Microsoft shares its secrets

Following a 2003 policy change in the way it deals with its intellectual property, the computer giant this week launched Microsoft Intellectual Property Ventures, which will work in conjunction with venture capitalists and entrepreneurs to license 20 technologies to startups and small companies.

Microsoft didn’t take over the computer world by divulging any of its secrets. But as part of an overall intellectual-property licensing push begun in December 2003, the tech giant this week launched Microsoft Intellectual Property (IP) Ventures, a formal program that will license 20 technologies from its research division to entrepreneurs and small businesses.

From a capitalistic standpoint, it a nice approach—build a program around all this unused technology and make money off of it.

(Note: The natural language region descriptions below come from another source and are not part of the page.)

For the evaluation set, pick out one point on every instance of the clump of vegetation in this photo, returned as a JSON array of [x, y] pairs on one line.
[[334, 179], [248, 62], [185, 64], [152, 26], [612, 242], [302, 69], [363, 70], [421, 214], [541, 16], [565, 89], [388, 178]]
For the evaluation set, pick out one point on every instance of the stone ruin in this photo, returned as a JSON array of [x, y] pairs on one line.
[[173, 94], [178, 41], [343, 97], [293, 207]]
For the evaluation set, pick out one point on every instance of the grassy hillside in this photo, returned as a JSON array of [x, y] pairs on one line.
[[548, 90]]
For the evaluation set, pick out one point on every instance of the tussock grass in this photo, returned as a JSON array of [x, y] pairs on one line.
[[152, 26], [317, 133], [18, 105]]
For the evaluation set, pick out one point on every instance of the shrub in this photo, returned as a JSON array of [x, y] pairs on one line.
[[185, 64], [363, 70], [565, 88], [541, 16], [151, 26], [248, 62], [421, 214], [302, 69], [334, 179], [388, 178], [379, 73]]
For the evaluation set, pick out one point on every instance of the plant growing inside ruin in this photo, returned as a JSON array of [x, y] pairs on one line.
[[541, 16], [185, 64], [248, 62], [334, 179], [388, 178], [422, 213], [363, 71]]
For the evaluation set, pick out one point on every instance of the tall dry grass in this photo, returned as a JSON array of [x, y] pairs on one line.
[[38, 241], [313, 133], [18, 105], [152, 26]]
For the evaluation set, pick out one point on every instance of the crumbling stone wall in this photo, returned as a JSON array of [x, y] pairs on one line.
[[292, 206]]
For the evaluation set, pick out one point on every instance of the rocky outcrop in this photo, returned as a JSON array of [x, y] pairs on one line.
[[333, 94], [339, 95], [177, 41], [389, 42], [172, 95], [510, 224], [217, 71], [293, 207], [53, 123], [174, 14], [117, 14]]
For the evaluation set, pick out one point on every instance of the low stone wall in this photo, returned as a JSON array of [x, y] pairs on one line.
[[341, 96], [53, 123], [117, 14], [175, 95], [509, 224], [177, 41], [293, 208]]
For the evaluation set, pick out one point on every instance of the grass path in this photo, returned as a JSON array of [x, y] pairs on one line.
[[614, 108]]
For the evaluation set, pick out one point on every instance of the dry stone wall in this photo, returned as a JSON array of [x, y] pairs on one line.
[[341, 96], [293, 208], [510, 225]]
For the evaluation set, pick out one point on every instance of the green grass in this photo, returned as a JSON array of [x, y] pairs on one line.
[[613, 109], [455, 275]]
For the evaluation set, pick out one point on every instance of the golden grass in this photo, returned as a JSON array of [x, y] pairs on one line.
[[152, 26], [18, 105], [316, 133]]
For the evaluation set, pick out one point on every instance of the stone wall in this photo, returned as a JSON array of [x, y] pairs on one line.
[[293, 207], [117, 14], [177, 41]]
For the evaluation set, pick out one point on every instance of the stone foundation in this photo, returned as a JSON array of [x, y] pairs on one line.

Lucinda Stewart, partner,         OVP Venture Partners

The six-person division will not only oversee the process of licensing to startups, but will also help educate and train entrepreneurs in the use of these technologies by giving them access to the researchers that developed the technologies in the first place.

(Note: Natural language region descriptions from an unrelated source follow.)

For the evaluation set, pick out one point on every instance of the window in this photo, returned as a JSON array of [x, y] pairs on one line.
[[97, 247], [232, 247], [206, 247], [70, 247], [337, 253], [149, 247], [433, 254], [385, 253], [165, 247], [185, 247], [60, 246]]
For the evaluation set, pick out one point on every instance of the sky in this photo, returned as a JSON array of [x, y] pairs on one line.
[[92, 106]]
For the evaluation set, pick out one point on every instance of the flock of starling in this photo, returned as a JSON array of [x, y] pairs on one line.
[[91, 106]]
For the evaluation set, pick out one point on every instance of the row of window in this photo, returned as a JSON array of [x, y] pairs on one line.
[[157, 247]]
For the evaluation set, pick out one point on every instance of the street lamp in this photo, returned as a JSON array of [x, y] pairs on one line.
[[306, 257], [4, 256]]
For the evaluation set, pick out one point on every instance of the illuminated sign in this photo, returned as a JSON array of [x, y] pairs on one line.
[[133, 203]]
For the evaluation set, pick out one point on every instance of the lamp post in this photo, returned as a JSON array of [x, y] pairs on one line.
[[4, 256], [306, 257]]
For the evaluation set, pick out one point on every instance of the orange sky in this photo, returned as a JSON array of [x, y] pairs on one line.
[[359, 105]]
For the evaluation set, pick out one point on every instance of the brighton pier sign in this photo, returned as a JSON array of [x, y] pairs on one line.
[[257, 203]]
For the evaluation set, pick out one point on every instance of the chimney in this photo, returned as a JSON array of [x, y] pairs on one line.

What’s interesting about the IP Ventures initiative is that it was formed in consultation with 10 venture capital firms, including Advanced Technology Ventures, Insight Venture Partners, MDV-Mohr, Davidow Ventures, and OVP Venture Partners; Microsoft also worked with research universities Stanford and the Massachusetts Institute of Technology (MIT). Going forward, IP Ventures will work with these firms’ management teams to match eager entrepreneurs with the appropriate Microsoft technologies.

Microsoft has in the past typically cross-licensed only with larger companies. The IP Ventures unit, however, will actually focus on starting brand new companies revolving around the raw technology being generated in Microsoft’s research labs.

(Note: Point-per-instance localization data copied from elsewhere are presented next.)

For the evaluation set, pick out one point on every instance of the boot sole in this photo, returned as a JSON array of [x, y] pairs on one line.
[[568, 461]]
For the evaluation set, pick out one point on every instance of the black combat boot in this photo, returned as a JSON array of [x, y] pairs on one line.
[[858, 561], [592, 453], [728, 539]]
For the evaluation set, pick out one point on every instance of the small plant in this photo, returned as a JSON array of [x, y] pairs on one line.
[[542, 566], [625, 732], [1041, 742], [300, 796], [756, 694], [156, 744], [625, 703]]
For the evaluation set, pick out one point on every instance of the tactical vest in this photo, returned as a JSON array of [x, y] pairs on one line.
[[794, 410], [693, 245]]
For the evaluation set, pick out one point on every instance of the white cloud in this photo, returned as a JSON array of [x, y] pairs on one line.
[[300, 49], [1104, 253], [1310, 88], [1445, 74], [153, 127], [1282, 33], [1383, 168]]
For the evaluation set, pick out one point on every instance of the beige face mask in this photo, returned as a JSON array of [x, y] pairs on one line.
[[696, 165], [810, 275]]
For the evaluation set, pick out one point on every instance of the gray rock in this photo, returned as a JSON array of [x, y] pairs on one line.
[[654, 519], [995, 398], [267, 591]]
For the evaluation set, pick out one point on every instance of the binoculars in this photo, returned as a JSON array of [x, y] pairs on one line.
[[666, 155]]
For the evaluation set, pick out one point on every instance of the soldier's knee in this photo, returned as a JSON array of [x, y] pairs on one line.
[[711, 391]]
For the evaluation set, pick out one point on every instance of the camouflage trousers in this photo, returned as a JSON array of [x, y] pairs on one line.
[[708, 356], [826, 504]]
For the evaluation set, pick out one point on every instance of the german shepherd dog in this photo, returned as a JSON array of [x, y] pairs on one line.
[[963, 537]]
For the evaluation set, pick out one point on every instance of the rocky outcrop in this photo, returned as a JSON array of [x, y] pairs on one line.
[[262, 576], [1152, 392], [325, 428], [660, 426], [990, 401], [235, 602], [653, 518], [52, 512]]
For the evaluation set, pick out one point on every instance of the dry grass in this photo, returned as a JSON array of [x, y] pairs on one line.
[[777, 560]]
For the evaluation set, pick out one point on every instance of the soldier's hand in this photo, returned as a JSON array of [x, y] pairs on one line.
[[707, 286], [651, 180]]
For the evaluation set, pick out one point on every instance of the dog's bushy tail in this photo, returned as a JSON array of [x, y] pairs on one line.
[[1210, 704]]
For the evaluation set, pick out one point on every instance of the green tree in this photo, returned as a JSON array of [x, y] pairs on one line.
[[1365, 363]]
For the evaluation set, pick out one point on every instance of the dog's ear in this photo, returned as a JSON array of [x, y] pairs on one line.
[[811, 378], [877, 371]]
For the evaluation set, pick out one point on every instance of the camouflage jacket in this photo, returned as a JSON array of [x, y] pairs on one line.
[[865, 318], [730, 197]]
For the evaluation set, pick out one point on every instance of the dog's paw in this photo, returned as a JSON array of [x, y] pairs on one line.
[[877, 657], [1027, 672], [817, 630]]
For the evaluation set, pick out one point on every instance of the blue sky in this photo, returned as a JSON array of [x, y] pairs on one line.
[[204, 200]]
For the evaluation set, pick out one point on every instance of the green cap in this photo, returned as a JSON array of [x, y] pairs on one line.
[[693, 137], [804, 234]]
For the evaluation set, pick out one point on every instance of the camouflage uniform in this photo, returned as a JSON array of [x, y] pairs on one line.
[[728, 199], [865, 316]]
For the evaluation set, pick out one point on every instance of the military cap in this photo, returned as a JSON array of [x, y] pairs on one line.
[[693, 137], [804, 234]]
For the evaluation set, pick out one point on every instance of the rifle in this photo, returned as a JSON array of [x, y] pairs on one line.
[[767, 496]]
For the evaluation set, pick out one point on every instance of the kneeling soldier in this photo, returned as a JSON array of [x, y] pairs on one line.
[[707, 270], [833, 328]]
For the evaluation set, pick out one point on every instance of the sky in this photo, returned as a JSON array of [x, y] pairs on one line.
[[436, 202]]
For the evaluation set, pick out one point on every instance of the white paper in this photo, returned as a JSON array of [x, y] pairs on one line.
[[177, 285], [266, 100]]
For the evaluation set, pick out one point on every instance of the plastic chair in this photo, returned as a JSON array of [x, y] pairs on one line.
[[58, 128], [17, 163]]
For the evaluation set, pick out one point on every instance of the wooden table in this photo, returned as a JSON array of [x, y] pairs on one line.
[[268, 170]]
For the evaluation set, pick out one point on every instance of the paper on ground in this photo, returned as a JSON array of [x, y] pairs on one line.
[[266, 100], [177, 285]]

Because the company will be working with venture capitalists and entrepreneurs, it will depart from the traditional fee-based licensing model. In exchange for its technologies, Microsoft will receive equity stakes and royalty payments, and will create remuneration structures that are flexible for entrepreneurs raising capital in the early stages of their companies’ development.

“They’ll be giving out a lot of tech nuggets that never get backed into their products and never see the light of day,” says Lucinda Stewart, a partner at Seattle-based OVP. “From a capitalistic standpoint, it a nice approach—build a program around all this unused technology and make money off of it.”

Some of the technology areas available for licensing include artificial intelligence—face detection and tracking; security—ID cards incorporating biometric information; and gaming—gesture-based text input and device navigation. Stewart says having the technology already researched and developed accelerates the path to market. “Instead of backing two guys with a crazy idea, you get something that’s already been worked on for 12 months or more.”

Microsoft says it will eventually license out hundreds of internal technologies via the IP Ventures program. David Kaefer, Microsoft’s director of intellectual-property licensing, admits that it is inevitable Microsoft employees may spin out these technologies themselves. But he maintains that the company’s researchers are more interested in base research rather than in running companies, and that Microsoft still offers the best resources for them to advance in their fields.

Given that Microsoft’s software and systems are so prevalent everywhere in the world today, many Microsoft products have to function alongside non-Microsoft products. The creation of IP Ventures, therefore, was foreseeable, as technological coexistence meant Microsoft eventually had to collaborate with other companies anyway.

“Startups need hand-holding and training in the transfer of these technologies in order to take them and innovate on top of that,” says Kaefer. “[IP Ventures] creates a more formal structure for this, rather than just throwing [the technology licenses] over the fence.”